- Born: 14 august Delhi, India
- Occupation: Actress
- Years active: 2008–present
- Known for: Zindagi Badal Sakta Hai Hadsaa, Gunwale Dulhania Le Jayenge, Mata Ki Chowki, Hi! Padosi... Kaun Hai Doshi?
- Height: 5 ft 7 in (170 cm)

= Himani Chawla =

Indian television actress

Hemani Chawla is an Indian television actress, who made her television debut with Zindagi Badal Sakta Hai Hadsaa in 2008. Moreover, she has also worked in Gunwale Dulhania Le Jayenge, Mata Ki Chowki and Hi! Padosi... Kaun Hai Doshi?. She has also appeared in an episodic of Fear Files: Darr Ki Sacchi Tasvirein and Aahat (season 6).
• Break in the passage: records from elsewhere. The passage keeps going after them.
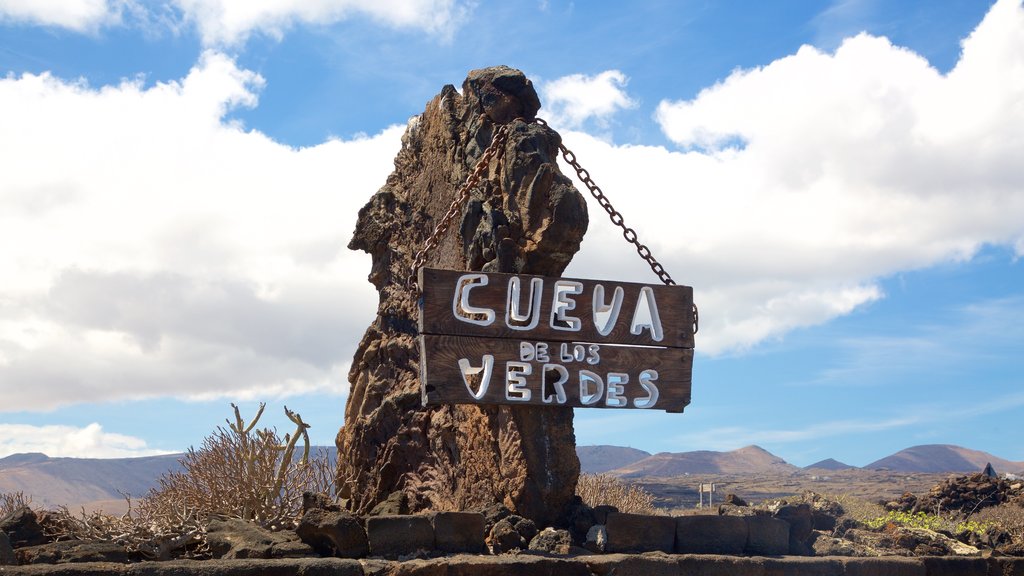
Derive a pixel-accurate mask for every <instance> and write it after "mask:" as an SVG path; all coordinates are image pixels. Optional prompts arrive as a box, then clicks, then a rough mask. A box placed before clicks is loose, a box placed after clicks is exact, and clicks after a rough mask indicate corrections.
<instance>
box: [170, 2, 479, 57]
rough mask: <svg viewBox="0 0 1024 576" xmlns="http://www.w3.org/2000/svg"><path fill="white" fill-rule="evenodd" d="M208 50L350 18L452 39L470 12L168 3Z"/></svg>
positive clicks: (422, 8) (251, 3) (271, 36)
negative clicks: (191, 25) (192, 28)
mask: <svg viewBox="0 0 1024 576" xmlns="http://www.w3.org/2000/svg"><path fill="white" fill-rule="evenodd" d="M172 1H173V3H174V4H175V5H176V6H177V7H178V8H179V9H180V10H181V11H182V12H183V13H184V17H185V19H186V20H188V22H193V23H195V24H196V26H197V27H198V28H199V31H200V35H201V37H202V38H203V42H204V44H205V45H207V46H214V45H237V44H242V43H245V41H246V40H247V39H248V38H249V36H250V35H251V34H253V33H261V34H265V35H268V36H270V37H272V38H281V37H282V36H284V34H285V32H286V31H287V30H288V29H289V28H291V27H292V26H294V25H296V24H303V25H314V26H315V25H330V24H334V23H337V22H340V20H342V19H345V18H348V17H351V16H352V15H354V14H359V15H364V16H367V17H369V18H371V19H373V20H375V22H377V23H379V24H382V25H385V26H389V27H392V28H399V29H403V28H410V29H419V30H422V31H424V32H427V33H429V34H435V35H438V36H439V37H441V38H450V37H451V35H452V34H453V33H454V31H455V30H456V29H457V28H458V27H459V26H460V25H461V24H462V22H463V20H464V19H465V17H466V15H467V13H468V11H469V8H468V7H467V6H466V5H465V4H464V3H462V2H461V1H459V0H393V1H388V2H379V1H374V0H264V1H260V2H253V1H252V0H172Z"/></svg>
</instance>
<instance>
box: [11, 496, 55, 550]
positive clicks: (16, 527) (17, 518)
mask: <svg viewBox="0 0 1024 576" xmlns="http://www.w3.org/2000/svg"><path fill="white" fill-rule="evenodd" d="M0 532H3V533H5V534H7V538H8V539H9V542H10V545H11V546H13V547H15V548H17V547H20V546H38V545H39V544H45V543H46V542H48V541H49V540H48V539H47V538H46V536H45V535H44V534H43V527H42V526H41V525H40V524H39V519H38V516H37V515H36V512H35V510H33V509H32V508H30V507H29V506H20V507H18V508H15V509H14V510H12V511H11V512H10V513H9V515H7V516H6V517H4V518H3V519H0Z"/></svg>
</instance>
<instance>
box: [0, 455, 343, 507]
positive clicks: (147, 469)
mask: <svg viewBox="0 0 1024 576" xmlns="http://www.w3.org/2000/svg"><path fill="white" fill-rule="evenodd" d="M319 450H326V451H327V452H328V454H329V455H330V457H331V458H332V459H333V458H336V453H337V450H336V449H335V448H334V447H333V446H332V447H315V446H314V447H312V450H311V451H310V454H314V455H315V454H317V452H318V451H319ZM183 456H184V454H167V455H164V456H147V457H143V458H50V457H49V456H46V455H45V454H38V453H34V454H13V455H11V456H7V457H6V458H0V492H24V493H25V495H26V496H27V497H30V496H31V498H32V502H33V505H36V506H39V507H42V508H52V507H56V506H59V505H67V506H68V507H69V508H71V509H72V510H73V511H74V510H77V509H78V508H80V507H85V508H86V509H89V510H92V509H102V510H103V511H105V512H108V513H121V512H124V511H125V509H126V508H127V505H126V502H125V499H124V496H123V495H122V493H123V494H129V495H131V497H132V498H133V499H136V498H140V497H142V496H145V494H146V493H148V492H150V489H151V488H156V487H157V485H158V481H159V480H160V478H161V477H162V476H164V475H165V474H167V472H170V471H180V470H181V469H182V466H181V463H180V462H179V461H178V460H179V459H180V458H182V457H183ZM296 457H298V455H297V456H296Z"/></svg>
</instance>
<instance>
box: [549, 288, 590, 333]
mask: <svg viewBox="0 0 1024 576" xmlns="http://www.w3.org/2000/svg"><path fill="white" fill-rule="evenodd" d="M553 294H554V296H553V299H552V301H551V322H550V324H551V327H552V328H554V329H555V330H568V331H569V332H579V331H580V327H581V326H582V325H583V323H582V322H581V321H580V319H579V318H575V317H573V316H565V313H567V312H569V311H572V310H575V300H573V299H572V298H570V297H569V296H573V295H575V294H583V284H582V283H580V282H573V281H571V280H556V281H555V289H554V292H553Z"/></svg>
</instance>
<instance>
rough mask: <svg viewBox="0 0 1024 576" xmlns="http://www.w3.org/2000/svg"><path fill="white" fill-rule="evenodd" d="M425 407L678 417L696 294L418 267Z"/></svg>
mask: <svg viewBox="0 0 1024 576" xmlns="http://www.w3.org/2000/svg"><path fill="white" fill-rule="evenodd" d="M419 285H420V287H421V288H422V298H421V300H420V308H421V310H420V326H419V328H420V337H419V342H420V380H421V382H422V388H421V392H422V395H423V404H424V405H425V406H427V405H439V404H479V405H493V404H509V405H537V406H561V407H577V408H584V407H587V408H608V409H615V408H626V409H657V410H665V411H667V412H682V411H683V409H684V408H685V407H686V406H687V405H688V404H689V402H690V384H691V375H692V368H693V322H694V319H693V312H692V311H693V305H692V304H693V290H692V288H690V287H688V286H662V285H644V284H635V283H625V282H611V281H595V280H577V279H565V278H549V277H542V276H528V275H509V274H494V273H466V272H455V271H443V270H434V269H420V272H419Z"/></svg>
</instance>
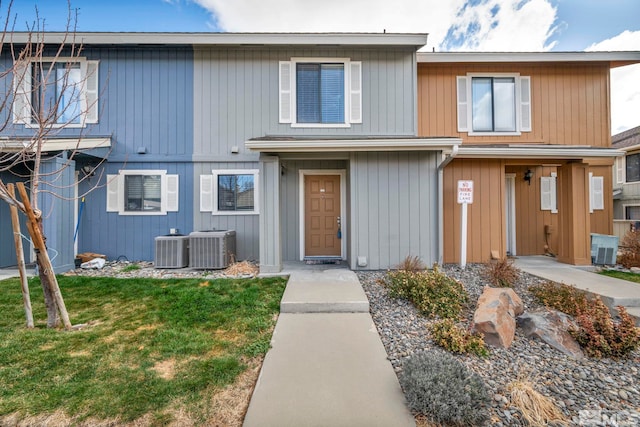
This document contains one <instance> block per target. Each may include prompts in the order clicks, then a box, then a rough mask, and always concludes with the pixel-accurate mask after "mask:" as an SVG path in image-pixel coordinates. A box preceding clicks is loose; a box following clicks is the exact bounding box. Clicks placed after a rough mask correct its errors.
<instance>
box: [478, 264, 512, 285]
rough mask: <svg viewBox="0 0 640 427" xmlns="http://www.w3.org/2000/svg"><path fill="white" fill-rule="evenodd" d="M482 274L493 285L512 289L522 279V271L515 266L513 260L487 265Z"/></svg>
mask: <svg viewBox="0 0 640 427" xmlns="http://www.w3.org/2000/svg"><path fill="white" fill-rule="evenodd" d="M482 274H483V276H484V278H485V279H487V280H488V281H489V282H490V283H491V284H492V285H494V286H500V287H502V288H510V287H513V285H514V284H515V283H516V281H517V280H518V278H519V277H520V270H519V269H518V268H517V267H516V266H515V265H513V259H510V258H503V259H501V260H497V261H492V262H490V263H488V264H485V265H484V270H483V272H482Z"/></svg>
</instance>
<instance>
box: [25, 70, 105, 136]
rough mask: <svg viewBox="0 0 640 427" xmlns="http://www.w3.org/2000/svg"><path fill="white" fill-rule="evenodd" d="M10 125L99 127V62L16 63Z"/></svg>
mask: <svg viewBox="0 0 640 427" xmlns="http://www.w3.org/2000/svg"><path fill="white" fill-rule="evenodd" d="M14 93H15V101H14V103H13V122H14V123H16V124H24V125H26V126H27V127H34V126H35V125H37V124H38V123H40V124H47V125H53V126H60V127H62V126H64V127H84V126H85V125H86V124H89V123H98V61H87V60H86V59H85V58H41V59H38V60H31V61H25V62H24V63H16V64H15V71H14Z"/></svg>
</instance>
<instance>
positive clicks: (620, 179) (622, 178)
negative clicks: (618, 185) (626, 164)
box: [616, 157, 625, 184]
mask: <svg viewBox="0 0 640 427" xmlns="http://www.w3.org/2000/svg"><path fill="white" fill-rule="evenodd" d="M624 172H625V158H624V157H616V182H617V183H618V184H624V180H625V173H624Z"/></svg>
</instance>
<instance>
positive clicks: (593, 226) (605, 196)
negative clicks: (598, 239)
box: [589, 166, 613, 234]
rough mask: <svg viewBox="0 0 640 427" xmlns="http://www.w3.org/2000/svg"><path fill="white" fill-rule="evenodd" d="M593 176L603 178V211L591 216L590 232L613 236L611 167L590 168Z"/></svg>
mask: <svg viewBox="0 0 640 427" xmlns="http://www.w3.org/2000/svg"><path fill="white" fill-rule="evenodd" d="M589 172H591V173H593V176H602V177H604V188H603V191H604V210H596V211H593V213H592V214H591V232H592V233H600V234H613V197H611V195H612V194H613V172H612V170H611V166H590V167H589Z"/></svg>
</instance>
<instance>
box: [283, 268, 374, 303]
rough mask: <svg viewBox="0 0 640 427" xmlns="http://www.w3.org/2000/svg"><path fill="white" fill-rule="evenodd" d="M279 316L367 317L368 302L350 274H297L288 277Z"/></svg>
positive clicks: (324, 273)
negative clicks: (283, 313) (328, 313)
mask: <svg viewBox="0 0 640 427" xmlns="http://www.w3.org/2000/svg"><path fill="white" fill-rule="evenodd" d="M280 312H281V313H368V312H369V300H368V299H367V296H366V295H365V293H364V290H363V289H362V286H361V285H360V282H359V281H358V276H356V274H355V273H354V272H353V271H351V270H347V269H345V268H335V269H327V270H318V269H310V270H297V271H292V272H290V273H289V282H288V283H287V288H286V290H285V292H284V295H283V296H282V301H281V302H280Z"/></svg>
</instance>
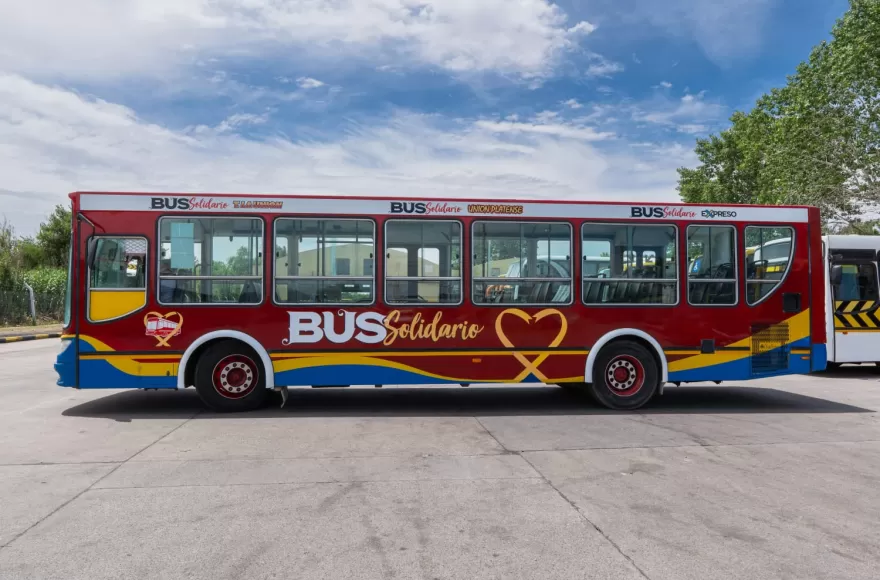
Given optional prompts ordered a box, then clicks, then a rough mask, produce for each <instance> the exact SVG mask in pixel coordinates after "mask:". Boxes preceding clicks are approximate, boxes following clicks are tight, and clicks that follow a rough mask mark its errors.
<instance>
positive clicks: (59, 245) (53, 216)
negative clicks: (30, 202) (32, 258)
mask: <svg viewBox="0 0 880 580" xmlns="http://www.w3.org/2000/svg"><path fill="white" fill-rule="evenodd" d="M70 224H71V221H70V209H68V208H66V207H64V206H63V205H56V206H55V210H54V211H53V212H52V214H51V215H49V219H48V221H45V222H43V223H42V224H40V231H39V232H38V233H37V244H38V245H39V246H40V248H41V249H42V251H43V255H44V258H45V262H44V265H46V266H54V267H63V266H66V265H67V249H68V247H69V246H70Z"/></svg>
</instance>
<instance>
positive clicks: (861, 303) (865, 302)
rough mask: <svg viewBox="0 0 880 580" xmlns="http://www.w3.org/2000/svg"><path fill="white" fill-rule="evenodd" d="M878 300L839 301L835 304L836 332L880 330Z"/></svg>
mask: <svg viewBox="0 0 880 580" xmlns="http://www.w3.org/2000/svg"><path fill="white" fill-rule="evenodd" d="M878 310H880V307H878V302H877V301H876V300H839V301H837V302H835V303H834V330H880V317H878V314H880V312H878Z"/></svg>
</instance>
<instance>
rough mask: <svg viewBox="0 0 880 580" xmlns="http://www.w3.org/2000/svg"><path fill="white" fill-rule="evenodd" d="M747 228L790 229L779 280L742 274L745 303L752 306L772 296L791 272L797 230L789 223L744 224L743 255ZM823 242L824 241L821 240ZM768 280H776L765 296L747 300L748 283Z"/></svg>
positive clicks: (748, 290) (745, 274)
mask: <svg viewBox="0 0 880 580" xmlns="http://www.w3.org/2000/svg"><path fill="white" fill-rule="evenodd" d="M749 228H766V229H770V228H779V229H782V228H787V229H789V230H791V249H790V250H789V252H788V263H787V264H786V265H785V272H784V273H783V274H782V278H780V279H779V280H766V281H763V280H749V275H748V272H746V273H745V276H743V278H744V279H745V284H746V287H745V290H746V304H748V305H749V307H754V306H758V305H759V304H761V303H762V302H764V301H765V300H767V299H768V298H770V297H771V296H773V295H774V294H776V291H777V290H778V289H779V288H780V287H781V286H782V284H783V283H784V282H785V280H786V279H787V278H788V274H789V272H791V264H792V262H794V253H795V250H796V249H797V231H796V230H795V228H794V226H793V225H791V224H778V225H772V224H762V225H753V224H748V225H746V226H745V227H744V228H743V255H745V251H746V246H745V240H746V232H747V231H748V229H749ZM778 239H784V238H778ZM771 241H773V240H771ZM823 243H824V242H823ZM746 262H748V260H746ZM770 282H776V286H774V287H773V289H772V290H771V291H770V292H769V293H767V295H766V296H763V297H762V298H761V299H760V300H758V301H757V302H749V284H769V283H770Z"/></svg>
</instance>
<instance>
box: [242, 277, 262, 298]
mask: <svg viewBox="0 0 880 580" xmlns="http://www.w3.org/2000/svg"><path fill="white" fill-rule="evenodd" d="M259 301H260V294H259V293H258V292H257V285H256V284H254V282H253V281H252V280H248V281H247V282H245V283H244V286H243V287H242V289H241V294H239V296H238V303H239V304H257V303H258V302H259Z"/></svg>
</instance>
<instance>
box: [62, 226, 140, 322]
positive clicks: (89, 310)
mask: <svg viewBox="0 0 880 580" xmlns="http://www.w3.org/2000/svg"><path fill="white" fill-rule="evenodd" d="M101 238H104V239H114V240H143V241H144V242H146V244H147V251H146V254H145V255H144V287H143V288H92V266H91V264H89V263H88V256H86V321H87V322H88V323H89V324H106V323H108V322H113V321H115V320H121V319H123V318H125V317H127V316H131V315H132V314H134V313H135V312H140V311H141V310H143V309H144V308H146V307H147V305H148V304H149V303H150V240H149V238H148V237H147V236H145V235H144V234H92V235H91V236H89V237H88V239H87V240H86V247H88V245H89V243H90V242H91V241H92V240H93V239H94V240H98V239H101ZM71 275H72V272H68V274H67V278H68V281H69V280H70V278H71ZM68 283H69V282H68ZM92 292H143V293H144V305H143V306H141V307H140V308H138V309H137V310H133V311H131V312H128V313H126V314H123V315H122V316H116V317H115V318H108V319H106V320H92V316H91V312H92Z"/></svg>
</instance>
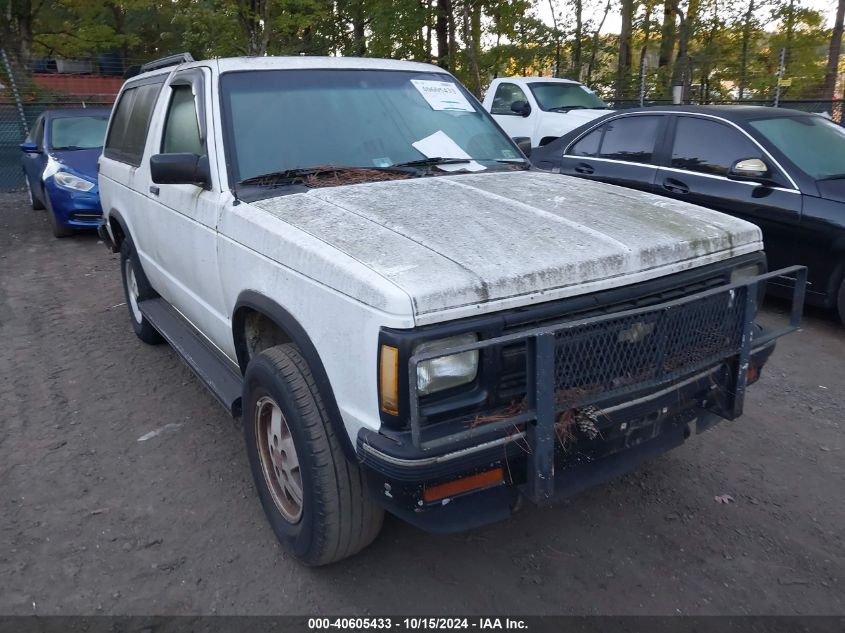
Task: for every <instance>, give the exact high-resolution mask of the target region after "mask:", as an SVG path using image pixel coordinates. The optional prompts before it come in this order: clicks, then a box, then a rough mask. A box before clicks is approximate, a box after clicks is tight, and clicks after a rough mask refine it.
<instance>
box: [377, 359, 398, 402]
mask: <svg viewBox="0 0 845 633" xmlns="http://www.w3.org/2000/svg"><path fill="white" fill-rule="evenodd" d="M379 401H380V404H381V410H382V411H384V412H385V413H389V414H390V415H399V350H398V349H396V348H395V347H391V346H390V345H382V346H381V353H380V354H379Z"/></svg>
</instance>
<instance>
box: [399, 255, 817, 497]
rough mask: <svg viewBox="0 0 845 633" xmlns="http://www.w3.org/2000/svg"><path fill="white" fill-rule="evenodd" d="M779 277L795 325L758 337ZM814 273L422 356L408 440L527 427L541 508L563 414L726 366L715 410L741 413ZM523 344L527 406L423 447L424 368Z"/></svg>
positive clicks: (719, 290)
mask: <svg viewBox="0 0 845 633" xmlns="http://www.w3.org/2000/svg"><path fill="white" fill-rule="evenodd" d="M773 277H792V278H794V279H795V285H794V287H793V291H792V306H791V311H790V315H789V323H788V325H785V326H783V327H780V328H778V329H773V330H765V331H763V332H762V333H760V332H759V330H758V332H757V336H756V337H755V325H754V319H755V317H756V316H757V308H758V305H757V304H758V296H759V295H758V286H759V284H760V283H761V282H764V281H766V280H768V279H771V278H773ZM806 285H807V269H806V267H803V266H791V267H789V268H783V269H781V270H776V271H773V272H769V273H766V274H763V275H757V276H755V277H751V278H748V279H744V280H742V281H740V282H737V283H733V284H729V285H725V286H720V287H718V288H713V289H710V290H705V291H703V292H699V293H696V294H692V295H688V296H686V297H682V298H680V299H675V300H672V301H667V302H665V303H661V304H658V305H651V306H648V307H644V308H637V309H632V310H626V311H623V312H616V313H612V314H607V315H600V316H595V317H589V318H585V319H577V320H574V321H568V322H563V323H558V324H555V325H551V326H544V327H538V328H534V329H530V330H526V331H521V332H516V333H513V334H507V335H504V336H500V337H497V338H492V339H487V340H482V341H478V342H476V343H471V344H467V345H461V346H455V347H452V348H448V349H442V350H436V351H430V352H424V353H420V354H417V355H414V356H412V357H411V358H410V359H409V361H408V364H409V372H408V375H409V385H408V388H409V396H410V398H409V400H410V422H411V441H412V443H413V445H414V447H415V448H417V449H420V450H422V451H425V450H428V449H434V448H441V447H443V446H447V445H449V444H453V443H455V442H458V441H463V440H467V439H470V438H472V439H477V440H478V441H479V442H482V441H486V440H488V439H490V436H496V435H497V434H498V435H501V433H502V432H504V431H506V430H511V429H514V427H518V426H520V425H524V427H525V435H526V441H527V450H528V460H527V463H528V464H527V468H528V473H527V478H526V481H527V483H526V485H525V490H523V492H524V493H525V494H527V495H528V497H529V498H531V499H532V500H533V501H535V502H537V503H543V502H544V501H547V500H549V499H551V497H552V496H553V493H554V452H555V440H556V430H555V424H556V421H557V420H558V419H559V415H560V414H561V413H562V412H567V411H574V410H576V409H582V408H584V407H588V406H590V405H591V404H593V403H596V402H598V401H600V400H608V399H611V398H614V397H619V396H624V395H626V394H628V393H633V392H641V391H642V390H644V389H648V388H659V387H661V386H664V387H665V386H666V385H669V384H671V383H672V382H673V381H678V380H680V379H682V378H683V377H685V376H688V375H690V374H692V373H694V372H697V371H701V370H702V369H706V368H708V367H713V366H716V365H719V364H722V363H727V364H728V366H729V367H730V384H729V385H728V388H727V393H728V394H729V397H728V399H727V401H726V403H725V404H723V405H722V406H721V407H720V408H719V410H718V411H716V412H717V413H718V414H719V415H721V416H722V417H725V418H728V419H734V418H737V417H739V416H740V415H741V414H742V407H743V401H744V399H745V389H746V385H747V380H748V368H749V357H750V354H751V351H752V349H759V348H762V347H764V346H765V345H767V344H769V343H771V342H772V341H774V340H775V339H777V338H779V337H781V336H783V335H785V334H788V333H790V332H793V331H795V330H796V329H798V325H799V323H800V321H801V315H802V311H803V306H804V295H805V292H806ZM520 343H521V344H524V345H525V350H526V363H527V389H526V398H525V406H523V407H520V409H519V411H518V412H516V413H513V414H510V415H508V414H507V413H506V414H504V415H502V416H496V418H495V419H493V420H492V421H489V422H485V423H484V424H480V425H469V428H463V429H462V430H459V431H457V432H454V433H449V434H446V435H443V434H439V433H438V434H437V436H436V437H434V438H432V439H425V438H424V437H423V434H424V426H425V420H424V416H423V415H422V413H421V407H420V395H419V393H418V391H417V366H418V365H419V364H420V363H422V362H425V361H427V360H431V359H433V358H440V357H443V356H450V355H452V354H460V353H462V352H469V351H474V350H478V351H479V352H480V351H481V350H485V349H490V348H496V347H502V346H505V345H514V344H520Z"/></svg>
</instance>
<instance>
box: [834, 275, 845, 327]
mask: <svg viewBox="0 0 845 633" xmlns="http://www.w3.org/2000/svg"><path fill="white" fill-rule="evenodd" d="M836 309H837V311H838V312H839V319H840V321H842V325H845V278H843V279H842V283H841V284H839V296H838V297H837V299H836Z"/></svg>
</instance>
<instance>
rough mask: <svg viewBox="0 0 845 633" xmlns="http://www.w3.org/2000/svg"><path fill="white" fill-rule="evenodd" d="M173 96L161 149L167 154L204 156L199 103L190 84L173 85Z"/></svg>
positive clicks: (166, 121) (161, 150)
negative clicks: (199, 121)
mask: <svg viewBox="0 0 845 633" xmlns="http://www.w3.org/2000/svg"><path fill="white" fill-rule="evenodd" d="M172 90H173V96H172V97H171V99H170V108H169V109H168V111H167V119H166V120H165V123H164V138H163V139H162V144H161V151H162V152H164V153H165V154H170V153H181V152H184V153H188V154H197V155H198V156H202V155H203V154H205V147H204V143H203V142H202V140H200V129H199V120H198V119H197V104H196V99H195V98H194V92H193V90H192V88H191V87H190V86H186V85H181V84H180V85H177V86H172Z"/></svg>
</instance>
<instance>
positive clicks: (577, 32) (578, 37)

In 2008, Hemani has done Hindi comedy film, Money Hai Toh Honey Hai.

==Television==
- Zee TV's Zindagi Badal Sakta Hai Hadsaa and Fear Files: Darr Ki Sacchi Tasvirein
- SAB TV's Gunwale Dulhania Le Jayenge
- Sahara One's Mata Ki Chowki and Hi! Padosi... Kaun Hai Doshi?